Safe Ground
A real health and safety concern prompted action, and the early application of the technical expertise of the inspection team.
The proposed site of the base of operations (BOO) for the IFE14 inspection team was visited by an advance party of inspectors as part of the point of entry procedures. The purpose of the visit was to establish the coordinates of the proposed site, and assess its suitability for use, including an assessment of health and safety risks.
All was well. Background radiation levels were well within safe limits. The logistical and security arrangements for the site are well suited. One issue did arise, however. The inspection team’s working tents need to be secured to the ground, and it was clear that in the ground were buried cables and pipes associated with the overhead lighting and the water system. If an inspector drilling a hole or driving a spike into the ground struck and damaged an electrical cable the result could be very serious.
The issue was raised with the inspected state party, together with a proposed solution. It was agreed that geophysical equipment, which would not normally be released for use until much later in the inspection time line, could be unpacked and used by the inspection team to detect and map the pipes and cables in the ground. The equipment is the same ground penetrating radar technology used commercially across the work for mapping buried infrastructure and archaeology, work that some inspectors do as their ‘day job’ away from the CTBTO.

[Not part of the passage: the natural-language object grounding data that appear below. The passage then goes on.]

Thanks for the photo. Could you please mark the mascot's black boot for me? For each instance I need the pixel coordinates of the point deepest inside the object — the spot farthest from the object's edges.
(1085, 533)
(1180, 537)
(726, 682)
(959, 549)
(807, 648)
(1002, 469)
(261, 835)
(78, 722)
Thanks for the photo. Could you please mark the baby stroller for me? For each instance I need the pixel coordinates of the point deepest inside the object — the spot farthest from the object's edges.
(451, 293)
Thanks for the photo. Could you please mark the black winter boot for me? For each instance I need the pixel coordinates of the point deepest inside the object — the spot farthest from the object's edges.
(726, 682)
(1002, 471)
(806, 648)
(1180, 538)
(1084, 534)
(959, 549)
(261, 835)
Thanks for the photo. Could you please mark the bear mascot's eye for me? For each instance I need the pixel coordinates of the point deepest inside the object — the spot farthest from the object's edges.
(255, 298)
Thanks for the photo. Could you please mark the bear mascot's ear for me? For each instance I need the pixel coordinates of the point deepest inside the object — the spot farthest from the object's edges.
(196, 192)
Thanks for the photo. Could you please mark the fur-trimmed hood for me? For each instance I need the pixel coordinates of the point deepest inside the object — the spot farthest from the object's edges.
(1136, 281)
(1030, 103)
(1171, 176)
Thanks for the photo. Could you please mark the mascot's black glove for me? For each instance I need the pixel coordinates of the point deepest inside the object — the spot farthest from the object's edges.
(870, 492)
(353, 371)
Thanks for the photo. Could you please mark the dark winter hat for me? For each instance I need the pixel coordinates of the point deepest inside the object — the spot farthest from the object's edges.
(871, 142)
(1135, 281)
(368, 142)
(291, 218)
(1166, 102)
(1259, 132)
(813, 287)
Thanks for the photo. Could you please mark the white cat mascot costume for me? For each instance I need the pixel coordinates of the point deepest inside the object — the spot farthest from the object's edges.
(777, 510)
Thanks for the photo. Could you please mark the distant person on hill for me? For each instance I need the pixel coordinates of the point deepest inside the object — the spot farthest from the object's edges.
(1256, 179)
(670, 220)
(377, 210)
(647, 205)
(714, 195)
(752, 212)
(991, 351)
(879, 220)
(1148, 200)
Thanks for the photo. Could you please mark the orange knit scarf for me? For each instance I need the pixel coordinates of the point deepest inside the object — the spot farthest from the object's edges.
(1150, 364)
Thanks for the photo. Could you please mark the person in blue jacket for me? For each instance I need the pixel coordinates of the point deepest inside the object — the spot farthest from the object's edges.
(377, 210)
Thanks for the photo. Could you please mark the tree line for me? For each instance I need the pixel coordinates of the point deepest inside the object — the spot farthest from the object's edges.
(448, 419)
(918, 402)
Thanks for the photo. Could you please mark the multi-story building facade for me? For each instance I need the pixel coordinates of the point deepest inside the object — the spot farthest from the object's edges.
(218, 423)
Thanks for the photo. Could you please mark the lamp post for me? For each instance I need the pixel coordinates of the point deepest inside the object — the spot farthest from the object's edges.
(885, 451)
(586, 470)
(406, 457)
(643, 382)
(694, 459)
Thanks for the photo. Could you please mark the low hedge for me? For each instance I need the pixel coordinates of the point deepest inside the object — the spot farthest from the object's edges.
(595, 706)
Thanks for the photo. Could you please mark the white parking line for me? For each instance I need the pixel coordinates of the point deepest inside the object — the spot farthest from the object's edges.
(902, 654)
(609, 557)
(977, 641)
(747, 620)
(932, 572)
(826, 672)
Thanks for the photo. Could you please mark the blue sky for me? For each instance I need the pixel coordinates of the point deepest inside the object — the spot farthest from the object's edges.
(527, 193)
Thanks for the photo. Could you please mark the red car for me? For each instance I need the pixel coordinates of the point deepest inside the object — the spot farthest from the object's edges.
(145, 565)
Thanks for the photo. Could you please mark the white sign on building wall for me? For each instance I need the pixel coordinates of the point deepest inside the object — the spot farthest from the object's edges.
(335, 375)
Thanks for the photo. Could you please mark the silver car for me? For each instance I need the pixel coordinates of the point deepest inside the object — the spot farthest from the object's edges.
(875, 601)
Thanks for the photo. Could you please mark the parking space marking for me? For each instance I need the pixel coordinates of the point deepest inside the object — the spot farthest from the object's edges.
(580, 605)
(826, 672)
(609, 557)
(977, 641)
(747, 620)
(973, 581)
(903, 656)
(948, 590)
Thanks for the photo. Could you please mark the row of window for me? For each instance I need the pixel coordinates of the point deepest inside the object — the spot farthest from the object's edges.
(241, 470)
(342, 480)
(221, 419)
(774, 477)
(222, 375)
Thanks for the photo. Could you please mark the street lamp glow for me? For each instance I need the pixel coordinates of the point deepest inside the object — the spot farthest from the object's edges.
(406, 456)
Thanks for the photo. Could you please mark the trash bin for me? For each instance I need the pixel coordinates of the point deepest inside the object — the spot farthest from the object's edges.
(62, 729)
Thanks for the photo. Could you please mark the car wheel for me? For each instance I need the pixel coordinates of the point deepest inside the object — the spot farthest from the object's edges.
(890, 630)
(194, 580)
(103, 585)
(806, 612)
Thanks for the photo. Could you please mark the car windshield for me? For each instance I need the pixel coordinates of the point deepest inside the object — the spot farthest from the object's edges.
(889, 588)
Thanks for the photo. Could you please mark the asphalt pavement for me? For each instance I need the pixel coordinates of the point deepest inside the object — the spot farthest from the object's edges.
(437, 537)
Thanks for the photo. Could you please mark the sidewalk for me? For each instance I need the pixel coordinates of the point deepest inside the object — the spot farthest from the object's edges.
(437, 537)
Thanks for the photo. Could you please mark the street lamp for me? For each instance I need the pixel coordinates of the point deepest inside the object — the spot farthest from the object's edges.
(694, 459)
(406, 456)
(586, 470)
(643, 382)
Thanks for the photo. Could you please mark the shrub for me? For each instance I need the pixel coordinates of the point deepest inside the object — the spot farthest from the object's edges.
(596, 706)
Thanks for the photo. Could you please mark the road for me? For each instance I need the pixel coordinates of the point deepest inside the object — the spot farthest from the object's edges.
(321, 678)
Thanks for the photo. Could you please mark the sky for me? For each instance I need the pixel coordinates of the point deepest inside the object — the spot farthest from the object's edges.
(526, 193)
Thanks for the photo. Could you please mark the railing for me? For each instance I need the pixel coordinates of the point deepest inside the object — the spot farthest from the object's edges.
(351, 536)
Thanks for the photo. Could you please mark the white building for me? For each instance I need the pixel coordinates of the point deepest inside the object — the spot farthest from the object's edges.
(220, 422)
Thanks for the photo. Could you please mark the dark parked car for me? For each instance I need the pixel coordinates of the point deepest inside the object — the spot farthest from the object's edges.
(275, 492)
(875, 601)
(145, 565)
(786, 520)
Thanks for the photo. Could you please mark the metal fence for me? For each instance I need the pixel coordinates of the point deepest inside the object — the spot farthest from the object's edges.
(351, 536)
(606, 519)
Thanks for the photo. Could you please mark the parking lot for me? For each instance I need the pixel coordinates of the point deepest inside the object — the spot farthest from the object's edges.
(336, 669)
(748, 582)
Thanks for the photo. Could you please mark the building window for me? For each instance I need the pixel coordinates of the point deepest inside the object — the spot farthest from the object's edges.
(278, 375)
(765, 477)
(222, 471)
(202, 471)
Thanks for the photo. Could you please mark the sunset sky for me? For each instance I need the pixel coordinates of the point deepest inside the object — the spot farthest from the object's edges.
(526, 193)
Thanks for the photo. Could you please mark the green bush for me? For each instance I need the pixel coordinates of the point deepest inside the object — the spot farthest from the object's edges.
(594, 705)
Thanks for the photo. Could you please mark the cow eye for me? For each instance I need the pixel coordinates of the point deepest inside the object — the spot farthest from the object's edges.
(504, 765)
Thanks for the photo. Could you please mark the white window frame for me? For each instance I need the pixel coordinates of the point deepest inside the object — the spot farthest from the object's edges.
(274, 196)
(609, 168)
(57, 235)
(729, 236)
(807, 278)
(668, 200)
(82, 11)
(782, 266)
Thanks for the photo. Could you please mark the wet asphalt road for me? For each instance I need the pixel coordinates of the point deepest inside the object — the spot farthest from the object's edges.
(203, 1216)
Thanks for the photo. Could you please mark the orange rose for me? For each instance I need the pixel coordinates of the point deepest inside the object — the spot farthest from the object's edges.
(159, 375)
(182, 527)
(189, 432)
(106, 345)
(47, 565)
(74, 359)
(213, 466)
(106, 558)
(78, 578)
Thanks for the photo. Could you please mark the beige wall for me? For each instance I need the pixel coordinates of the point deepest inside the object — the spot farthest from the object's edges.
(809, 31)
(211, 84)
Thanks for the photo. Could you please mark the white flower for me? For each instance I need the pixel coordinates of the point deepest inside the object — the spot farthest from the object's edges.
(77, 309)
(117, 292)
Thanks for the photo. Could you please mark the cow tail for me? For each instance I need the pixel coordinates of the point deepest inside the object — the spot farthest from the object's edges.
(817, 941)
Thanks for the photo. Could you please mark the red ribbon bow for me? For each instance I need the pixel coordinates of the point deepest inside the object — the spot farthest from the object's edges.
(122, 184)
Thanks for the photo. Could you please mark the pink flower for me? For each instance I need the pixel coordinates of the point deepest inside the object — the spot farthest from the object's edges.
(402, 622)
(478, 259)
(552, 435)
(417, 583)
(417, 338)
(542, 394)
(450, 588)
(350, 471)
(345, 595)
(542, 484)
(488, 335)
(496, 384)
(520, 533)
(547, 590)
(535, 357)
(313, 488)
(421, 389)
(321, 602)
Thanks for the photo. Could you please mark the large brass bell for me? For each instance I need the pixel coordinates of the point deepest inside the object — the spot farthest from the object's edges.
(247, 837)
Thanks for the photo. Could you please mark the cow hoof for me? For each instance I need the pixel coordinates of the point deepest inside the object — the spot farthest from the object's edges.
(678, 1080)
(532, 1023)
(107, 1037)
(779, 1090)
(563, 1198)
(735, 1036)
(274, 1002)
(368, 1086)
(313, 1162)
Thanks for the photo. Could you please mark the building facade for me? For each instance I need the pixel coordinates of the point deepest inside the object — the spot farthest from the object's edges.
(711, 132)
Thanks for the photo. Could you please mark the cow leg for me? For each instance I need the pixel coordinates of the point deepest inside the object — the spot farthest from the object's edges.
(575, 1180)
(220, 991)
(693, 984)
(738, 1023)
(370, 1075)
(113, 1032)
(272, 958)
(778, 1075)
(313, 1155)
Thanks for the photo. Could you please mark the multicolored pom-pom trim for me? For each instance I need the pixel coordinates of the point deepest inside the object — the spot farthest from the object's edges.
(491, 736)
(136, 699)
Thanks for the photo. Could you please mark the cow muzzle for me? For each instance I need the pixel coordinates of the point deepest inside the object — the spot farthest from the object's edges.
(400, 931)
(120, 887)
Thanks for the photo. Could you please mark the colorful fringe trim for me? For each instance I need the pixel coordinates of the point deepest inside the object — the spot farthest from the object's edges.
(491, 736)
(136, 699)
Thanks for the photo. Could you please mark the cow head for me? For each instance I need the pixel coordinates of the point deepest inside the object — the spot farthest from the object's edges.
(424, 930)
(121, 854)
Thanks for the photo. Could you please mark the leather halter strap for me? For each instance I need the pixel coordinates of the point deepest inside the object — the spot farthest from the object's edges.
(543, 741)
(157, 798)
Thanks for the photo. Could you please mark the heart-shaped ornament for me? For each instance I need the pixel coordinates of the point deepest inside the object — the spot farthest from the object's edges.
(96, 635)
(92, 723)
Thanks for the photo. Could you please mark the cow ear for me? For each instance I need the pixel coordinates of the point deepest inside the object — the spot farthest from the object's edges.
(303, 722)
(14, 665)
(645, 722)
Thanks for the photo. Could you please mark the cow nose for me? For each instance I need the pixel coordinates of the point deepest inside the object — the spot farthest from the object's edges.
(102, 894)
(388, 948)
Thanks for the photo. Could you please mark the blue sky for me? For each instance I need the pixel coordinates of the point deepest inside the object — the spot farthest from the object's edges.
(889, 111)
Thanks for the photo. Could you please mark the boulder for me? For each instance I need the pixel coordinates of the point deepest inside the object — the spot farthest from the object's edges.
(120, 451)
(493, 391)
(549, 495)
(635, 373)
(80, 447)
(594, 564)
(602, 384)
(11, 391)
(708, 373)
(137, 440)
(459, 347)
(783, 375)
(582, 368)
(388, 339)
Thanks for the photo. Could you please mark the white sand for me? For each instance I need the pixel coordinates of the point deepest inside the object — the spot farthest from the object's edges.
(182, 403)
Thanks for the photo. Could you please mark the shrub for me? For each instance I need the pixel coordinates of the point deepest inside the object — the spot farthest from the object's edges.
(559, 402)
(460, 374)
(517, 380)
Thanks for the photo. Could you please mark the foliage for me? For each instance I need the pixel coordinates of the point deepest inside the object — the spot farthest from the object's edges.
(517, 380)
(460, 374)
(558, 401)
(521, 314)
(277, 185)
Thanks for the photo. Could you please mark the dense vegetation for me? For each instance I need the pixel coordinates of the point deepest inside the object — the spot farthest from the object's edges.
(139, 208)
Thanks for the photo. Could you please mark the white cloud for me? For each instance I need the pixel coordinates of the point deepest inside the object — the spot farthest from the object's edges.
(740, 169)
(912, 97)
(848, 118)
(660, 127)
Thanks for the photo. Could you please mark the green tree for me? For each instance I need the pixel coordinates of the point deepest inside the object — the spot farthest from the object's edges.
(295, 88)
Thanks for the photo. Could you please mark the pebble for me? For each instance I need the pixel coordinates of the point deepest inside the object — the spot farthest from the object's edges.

While IFE14 is a simulated exercise, this reminds us that what the inspectors are doing is real
Detected subsurface hazards were marked out on the ground, and an exclusion zone of 1 meter was established either side of the paint marks. There was no option in the layout to avoid placing tents over the route of electrical cables in the ground, however, having them clearly marked out allowed the inspectors to avoid drilling close to any of the buried cables.
While IFE14 is a simulated exercise, this reminds us that what the inspectors are doing is real. This was a genuine health and safety concern, solved by the careful application of inspection equipment to detect and map buried features.